I. Der Berufung wird keine Folge gegeben und das angefochtene Straferkenntnis vollinhaltlich mit der Maßgabe bestätigt, dass bei der Strafnorm iSd § 44a Z3 VStG anstelle "Z1" der Ausdruck "Einleitung" zu treten hat.

 

II. Der Berufungswerber hat zum Verfahren vor dem Oö. Verwaltungssenat einen Kostenbeitrag von 20 % der verhängten Strafe, das sind 300 Euro, zu leisten.

 

 

Rechtsgrundlagen:

zu I.: § 66 Abs.4 AVG iVm §§ 24, 5, 19 und 51 VStG.

zu II.: § 64 VStG.

 

 

 

Entscheidungsgründe:

 

1. Mit Straferkenntnis des Bürgermeisters der Stadt Wels vom 7.3.2006, BZ-Pol-09035-2005, wurde über den Berufungswerber eine Geldstrafe von 1.500 Euro, Ersatzfreiheitsstrafe von 69 Stunden, wegen einer Verwaltungsübertretung gemäß § 130 Abs.5 Z1 und § 118 Abs.3 ASchG iVm § 7 und § 161 BauV verhängt, weil er es als handelsrechtlicher Geschäftsführer und somit als im Sinne des § 9 Abs.1 VStG zur Vertretung nach außen Berufener der Firma M S GmbH (Arbeitgeberin), zu verantworten hat, dass am 25.10.2005 auf der Baustelle B- u A U trotz Absturzgefahr von ca. 12 m eine auf dem ca. 7° geneigten Flachdach vorhandene ca. 3 x 6 m große Öffnung, die sich unmittelbar oberhalb der zu montierenden Sonnenkollektoren befand, nur mit einer folienartigen Abdeckung versehen war, obwohl bei Absturzgefahr Absturzsicherungen, Abgrenzungen oder Schutzeinrichtungen anzubringen sind.

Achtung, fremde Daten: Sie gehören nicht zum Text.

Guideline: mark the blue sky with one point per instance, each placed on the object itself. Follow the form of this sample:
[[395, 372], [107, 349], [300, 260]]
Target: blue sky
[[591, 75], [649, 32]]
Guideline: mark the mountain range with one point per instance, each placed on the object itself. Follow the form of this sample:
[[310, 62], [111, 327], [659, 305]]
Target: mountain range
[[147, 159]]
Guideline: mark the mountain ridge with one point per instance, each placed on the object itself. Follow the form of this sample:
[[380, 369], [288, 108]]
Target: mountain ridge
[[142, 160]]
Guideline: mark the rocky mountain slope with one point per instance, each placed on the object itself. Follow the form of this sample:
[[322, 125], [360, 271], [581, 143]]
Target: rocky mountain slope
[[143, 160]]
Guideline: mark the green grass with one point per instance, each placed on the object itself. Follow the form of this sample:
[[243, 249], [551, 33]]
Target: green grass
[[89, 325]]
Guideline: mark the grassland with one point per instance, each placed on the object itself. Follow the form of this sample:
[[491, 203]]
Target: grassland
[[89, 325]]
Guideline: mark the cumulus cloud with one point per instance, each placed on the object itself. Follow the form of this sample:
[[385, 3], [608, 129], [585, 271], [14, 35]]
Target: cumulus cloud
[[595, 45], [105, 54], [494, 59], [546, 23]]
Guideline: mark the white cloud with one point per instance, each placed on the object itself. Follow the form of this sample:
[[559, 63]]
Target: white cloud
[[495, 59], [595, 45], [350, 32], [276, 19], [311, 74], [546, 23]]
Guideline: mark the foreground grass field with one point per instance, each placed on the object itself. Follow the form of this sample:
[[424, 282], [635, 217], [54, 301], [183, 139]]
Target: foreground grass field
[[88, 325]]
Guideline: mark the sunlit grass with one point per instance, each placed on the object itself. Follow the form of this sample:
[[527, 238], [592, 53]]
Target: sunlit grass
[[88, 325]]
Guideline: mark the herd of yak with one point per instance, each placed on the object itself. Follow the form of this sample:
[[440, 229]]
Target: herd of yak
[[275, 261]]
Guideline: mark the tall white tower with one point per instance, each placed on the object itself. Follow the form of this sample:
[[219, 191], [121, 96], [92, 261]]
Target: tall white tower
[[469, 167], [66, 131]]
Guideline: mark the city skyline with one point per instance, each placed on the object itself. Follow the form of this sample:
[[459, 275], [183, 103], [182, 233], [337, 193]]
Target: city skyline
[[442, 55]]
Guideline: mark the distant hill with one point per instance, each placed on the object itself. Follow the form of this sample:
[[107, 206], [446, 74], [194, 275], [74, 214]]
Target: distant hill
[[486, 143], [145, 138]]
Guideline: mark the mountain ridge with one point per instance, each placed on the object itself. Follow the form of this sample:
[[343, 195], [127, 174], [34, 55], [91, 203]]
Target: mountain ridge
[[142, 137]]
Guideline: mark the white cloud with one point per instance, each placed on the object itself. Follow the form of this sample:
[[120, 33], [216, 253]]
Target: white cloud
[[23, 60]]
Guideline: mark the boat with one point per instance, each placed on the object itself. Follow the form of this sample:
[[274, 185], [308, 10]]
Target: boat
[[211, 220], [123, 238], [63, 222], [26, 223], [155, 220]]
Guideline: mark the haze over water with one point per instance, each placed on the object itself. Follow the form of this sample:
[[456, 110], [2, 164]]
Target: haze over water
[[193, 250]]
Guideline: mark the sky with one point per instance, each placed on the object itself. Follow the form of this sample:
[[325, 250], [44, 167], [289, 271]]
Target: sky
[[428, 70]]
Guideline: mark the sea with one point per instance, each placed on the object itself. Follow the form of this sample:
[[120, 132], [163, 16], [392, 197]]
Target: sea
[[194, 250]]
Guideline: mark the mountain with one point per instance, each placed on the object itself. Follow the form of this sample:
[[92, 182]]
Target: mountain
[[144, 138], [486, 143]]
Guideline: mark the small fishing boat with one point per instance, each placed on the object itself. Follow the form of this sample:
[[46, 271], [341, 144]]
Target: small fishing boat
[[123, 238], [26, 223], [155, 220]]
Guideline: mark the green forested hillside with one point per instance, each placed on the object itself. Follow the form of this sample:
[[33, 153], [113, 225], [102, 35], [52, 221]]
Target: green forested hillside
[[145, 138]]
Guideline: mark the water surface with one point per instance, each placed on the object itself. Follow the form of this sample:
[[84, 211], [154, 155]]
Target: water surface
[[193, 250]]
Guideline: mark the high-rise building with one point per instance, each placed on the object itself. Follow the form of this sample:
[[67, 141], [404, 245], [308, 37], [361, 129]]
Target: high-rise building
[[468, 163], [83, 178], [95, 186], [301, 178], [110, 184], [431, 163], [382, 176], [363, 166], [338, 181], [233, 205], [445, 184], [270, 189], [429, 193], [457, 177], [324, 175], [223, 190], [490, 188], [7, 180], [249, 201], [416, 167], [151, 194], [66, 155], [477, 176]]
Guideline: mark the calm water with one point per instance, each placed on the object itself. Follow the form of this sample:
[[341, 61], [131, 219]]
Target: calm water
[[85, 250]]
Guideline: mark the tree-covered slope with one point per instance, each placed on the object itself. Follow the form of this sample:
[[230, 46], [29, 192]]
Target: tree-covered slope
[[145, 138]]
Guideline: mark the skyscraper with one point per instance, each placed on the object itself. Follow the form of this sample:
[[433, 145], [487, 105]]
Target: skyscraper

Ein Arbeitnehmer dieser Firma (F M) betrat im Zuge der Montage der Sonnenkollektoren diese Dachöffnung und stürzte durch die nicht tragsichere Abdeckung ca. 12 m in das darunter liegende Stiegenhaus.

 

2. Dagegen wurde fristgerecht Berufung eingebracht und die Aufhebung des Straferkenntnisses in eventu eine Ermahnung, in eventu die Herabsetzung der Strafhöhe beantragt. Begründend wurde ausgeführt, dass die Behörde keine Feststellungen zur Absturzgefahr getroffen hätte. Auch hätte der Berufungswerber nicht zu verantworten, dass nur eine folienartige Abdeckung vorhanden war und treffe ihn kein Verschulden am Sturz des Arbeitnehmers durch die bezeichnete Dachöffnung. Bauherr sei die L gewesen und sei diese daher aufgrund des BauKG verantwortlich. Auch sei eine Absicherung der Dachöffnungen (Lichtkuppeln) vom Bauherrn zwar vorgesehen gewesen, allerdings aus Kostengründen nicht erfolgt. Auch seien zum Zeitpunkt des Unfalles Dachdecker der Firma H OHG vor Ort auf der Baustelle anwesend gewesen, welche für die Anbringung von Absicherungen zuständig gewesen wäre. Die Firma M S GmbH sei nur Subauftragnehmer der Firma K & P I GmbH gewesen. Es liege daher kein Verschulden des Berufungswerbers vor. Auch sei für die Baustelle ein Baustellenkoordinator eingesetzt gewesen, der für die Hintanhaltung derartiger Vorfälle verantwortlich gewesen sei. Auch wären die Mitarbeiter der M S GmbH einer regelmäßigen Schulung hinsichtlich Arbeitnehmerschutz unterzogen worden. Schließlich wurde mangelhafte Tatkonkretisierung geltend gemacht, weil die Uhrzeit im Spruch des Straferkenntnisses nicht angeführt war. Auch wäre eine geringere Strafe angemessen oder mit einer Ermahnung das Auslangen zu finden.

 

3. Der Magistrat Wels hat die Berufung samt dem bezughabenden Verwaltungsstrafakt vorgelegt und in einer Stellungnahme die Abweisung des Straferkenntnisses beantragt. Es wurde auf die ausreichende Dokumentation durch Schriftstücke und Fotos im Akt hingewiesen. Gemäß den Bestimmungen des BauKG wird der Beschuldigte nicht durch die Bestellung eines Baustellenkoordinators seiner Verpflichtung enthoben, sondern hat er auf die Einhaltung des ArbeitnehmerInnenschutzgesetzes zu achten.

 

4. Der Oö. Verwaltungssenat hat Beweis erhoben durch Akteneinsichtnahme, insbesondere auch in die der Anzeige beigeschlossenen Fotos, und durch Anberaumung und Durchführung einer öffentlichen mündlichen Verhandlung am 22. Juni 2006, zu welcher die Parteien geladen wurden. Der Berufungswerber und sein Rechtsvertreter sowie ein Vertreter des Arbeitsinspektorates Linz haben an der Verhandlung teilgenommen. Die belangte Behörde hat sich entschuldigt. Weiters wurden die Zeugen Arbeitsinspektor DI A H, H L, E B, T P und F M, alle M S GmbH, geladen und einvernommen.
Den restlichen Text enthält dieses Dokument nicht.